¿De verdad ha dimitido, perdón renunciado, Cristina Cifuentes por una presunta tentativa de hurto? Un mes y cuatro días después de que se destapara la trama falsaria de su no máster, de arrastrar por el fango a la universidad, de mentir con una sinceridad nunca vista, nada había conseguido que dejara de avergonzarnos a todos. «No me voy, me quedo, voy a seguir siendo vuestra presidenta» repetía con ese retintín pijo chulesco tan propio de los populares, sobre todo cuando se les pilla con el carrito de los helados.

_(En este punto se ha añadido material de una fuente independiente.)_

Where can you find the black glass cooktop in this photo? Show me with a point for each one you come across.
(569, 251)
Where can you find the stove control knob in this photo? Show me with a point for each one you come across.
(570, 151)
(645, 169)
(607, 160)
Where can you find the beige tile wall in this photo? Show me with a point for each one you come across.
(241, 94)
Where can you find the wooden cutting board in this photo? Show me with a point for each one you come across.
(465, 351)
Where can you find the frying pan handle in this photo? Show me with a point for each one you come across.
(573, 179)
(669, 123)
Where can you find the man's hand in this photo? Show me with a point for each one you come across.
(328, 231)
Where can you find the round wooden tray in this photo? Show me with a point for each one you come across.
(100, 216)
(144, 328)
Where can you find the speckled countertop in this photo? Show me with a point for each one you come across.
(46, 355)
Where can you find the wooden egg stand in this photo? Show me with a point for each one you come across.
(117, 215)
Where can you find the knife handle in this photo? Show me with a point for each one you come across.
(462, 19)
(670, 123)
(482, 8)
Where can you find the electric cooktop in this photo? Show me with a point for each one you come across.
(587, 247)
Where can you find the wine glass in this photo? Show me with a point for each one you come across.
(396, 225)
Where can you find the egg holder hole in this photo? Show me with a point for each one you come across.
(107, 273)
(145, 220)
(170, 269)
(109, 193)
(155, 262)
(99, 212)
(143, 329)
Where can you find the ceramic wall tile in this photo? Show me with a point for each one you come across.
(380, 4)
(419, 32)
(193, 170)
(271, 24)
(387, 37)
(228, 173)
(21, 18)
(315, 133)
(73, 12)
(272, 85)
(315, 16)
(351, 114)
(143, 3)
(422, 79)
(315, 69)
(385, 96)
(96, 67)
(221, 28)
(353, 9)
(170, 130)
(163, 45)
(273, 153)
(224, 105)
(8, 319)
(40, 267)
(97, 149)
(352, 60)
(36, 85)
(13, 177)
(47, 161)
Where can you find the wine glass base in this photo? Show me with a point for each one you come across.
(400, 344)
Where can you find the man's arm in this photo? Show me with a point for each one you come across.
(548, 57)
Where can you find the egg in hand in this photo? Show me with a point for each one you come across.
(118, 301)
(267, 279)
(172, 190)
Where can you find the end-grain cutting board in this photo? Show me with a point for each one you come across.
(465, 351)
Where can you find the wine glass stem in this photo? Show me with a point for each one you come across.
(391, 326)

Mi consternación es absoluta no sólo porque me sorprenda sobremanera el escaso glamour de las cremas involucradas, sino por el trato que mereció la señora diputada en esa delicada situación. Hace unos años asistí en el turno de oficio a una detenida de etnia gitana, diagnosticada además de cleptomanía, que tenía fijación por el hurto de champús en los supermercados. Ella también negaba haber cometido el hurto, y a pesar de que su familia se ofrecía a abonar el coste de los productos sustraídos, terminaba inexorablemente detenida, pasando horas en el calabozo hasta su puesta a disposición judicial. Poco importaba que por cuantía fuera sólo hurto y después quedara en libertad. ¿Por qué a una rubia bien vestida, alto cargo político, se le permitió marcharse sin más? Y yo que seguía confiando en el derecho fundamental a la igualdad ante la ley.

Hablando de catadura moral de los dirigentes del Partido Popular el error invencible de meterse unas cremas en el bolso se queda a la altura del betún si lo comparamos con las declaraciones públicas del nada más y nada menos que ex presidente de la Asamblea parlamentaria del Consejo de Europa y senador español, Pedro Agramunt. En el más clásico estilo de la burrera valenciana dos botes de crema, por muy regeneradoras que sean, palidecen ante la expresión del anhelo de tener capacidad física para disfrutar de la compañía de varias prostitutas, como apuntaba el informe del Consejo de Europa que ha investigado las amistades peligrosas azerís de este machista y retrógrado espécimen.

Visto lo visto, hay dos realidades insoslayables: una, los cargos públicos del Partido Popular aún siguen demostrando su capacidad para alcanzar las más altas cotas de corrupción en todos los ámbitos de la vida, desde un supermercado de Vallecas hasta unas elecciones en Azerbaiyán, y dos, que cuando Mariano Rajoy utilizó la expresión «¡Joder, qué tropa!» para referirse a los suyos se quedó muy corto.